Open a Chinese file and it is unclear what the Chinese encoding format is. The python source program file header may be utf8, but the actual encoding is gbk. Inconsistent encoding in python source code may result in an error during execution. One solution is to view the binary data, but what encoding does the binary data of Chinese characters correspond?
Add two lines in vimrc of vim:
- set fenc=utf-8
- set fileencodings=utf-8,cp936,big5,euc-jp,
euc-kr,latin1,ucs-bom
In this way, the default file storage is UTF-8 encoding.
- set enc=cp936
This is the code displayed on the gvim interface. cp936 is used in windows and utf8 is used in linux. It is recommended that you do not set it.
If you are not sure whether a newly opened file is utf8 or gbk, use Pythonvim to open the file, view Chinese characters, and then run
- :%!xxd
See the corresponding binary. If the text contains "hello", you will see your hexadecimal representation at the corresponding position on the left. Open python3.0 and run the "hello" character in the text in the command line to perform binary transcoding.

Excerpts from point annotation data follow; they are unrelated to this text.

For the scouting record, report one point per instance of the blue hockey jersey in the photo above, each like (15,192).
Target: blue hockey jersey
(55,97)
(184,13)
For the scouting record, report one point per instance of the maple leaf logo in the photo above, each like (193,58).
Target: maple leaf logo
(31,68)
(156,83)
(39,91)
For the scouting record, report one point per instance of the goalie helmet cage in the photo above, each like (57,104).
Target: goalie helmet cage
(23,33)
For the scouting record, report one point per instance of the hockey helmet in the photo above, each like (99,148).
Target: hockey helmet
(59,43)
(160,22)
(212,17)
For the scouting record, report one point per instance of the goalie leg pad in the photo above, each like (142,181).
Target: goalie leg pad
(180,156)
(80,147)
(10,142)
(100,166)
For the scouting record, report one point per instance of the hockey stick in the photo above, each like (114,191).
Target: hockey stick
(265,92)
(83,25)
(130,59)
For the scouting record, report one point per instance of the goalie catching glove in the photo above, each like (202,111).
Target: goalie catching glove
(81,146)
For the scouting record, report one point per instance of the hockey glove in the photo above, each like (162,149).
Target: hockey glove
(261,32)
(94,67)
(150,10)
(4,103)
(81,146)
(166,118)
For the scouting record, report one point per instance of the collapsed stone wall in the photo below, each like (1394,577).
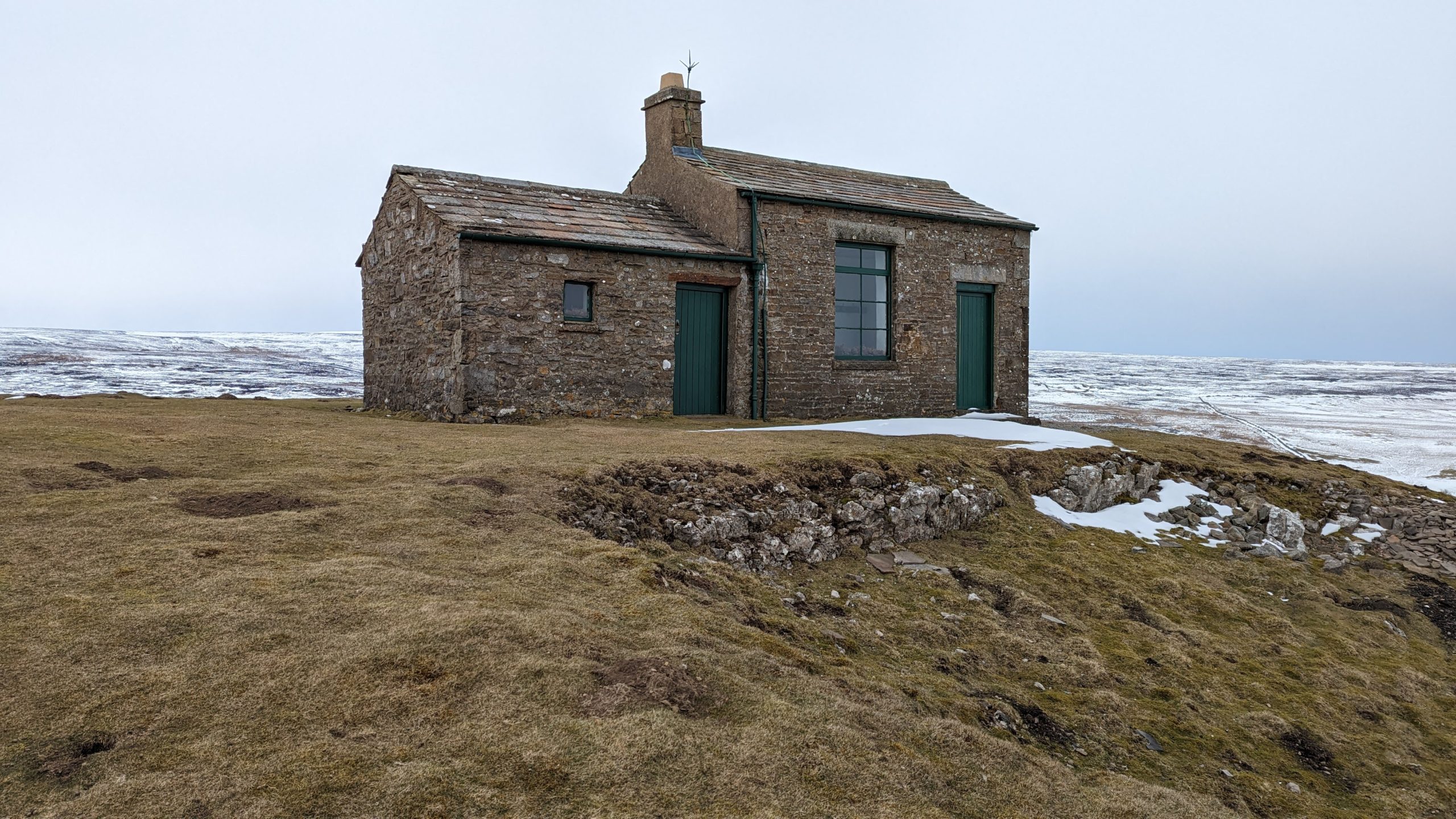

- View plaincopy to clipboardprint?
- >>> A = 'hello'
- >>> B = a. encode ('utf8 ')
- >>> B
- B '\ xe4 \ xbd \ xa0 \ xe5 \ xa5 \ xbd'
- >>> C = a. encode ('gbk ')
- >>> C
- B '\ xc4 \ xe3 \ xba \ xc3'
- >>> A = 'hello'
- >>> B = a. encode ('utf8 ')
- >>> B
- B '\ xe4 \ xbd \ xa0 \ xe5 \ xa5 \ xbd'
- >>> C = a. encode ('gbk ')
- >>> C
- B '\ xc4 \ xe3 \ xba \ xc3'
As you can see, for the Chinese "hello" binary, utf8 is
- 0xe4ba0 0xe5a5bd
For gbk, gb2312, cp936, and gb18030, the binary value is 0xc4e3 0xbac3, Which is compared with the binary value in the Python vim check encoding. After knowing the encoding, use
- :%!xxd -r
Command to convert the hexadecimal format into plain text and save it. For existing text, you can use iconv to transcode it in linux. The above section describes how to check the encoding of Python3.0 and Python vim.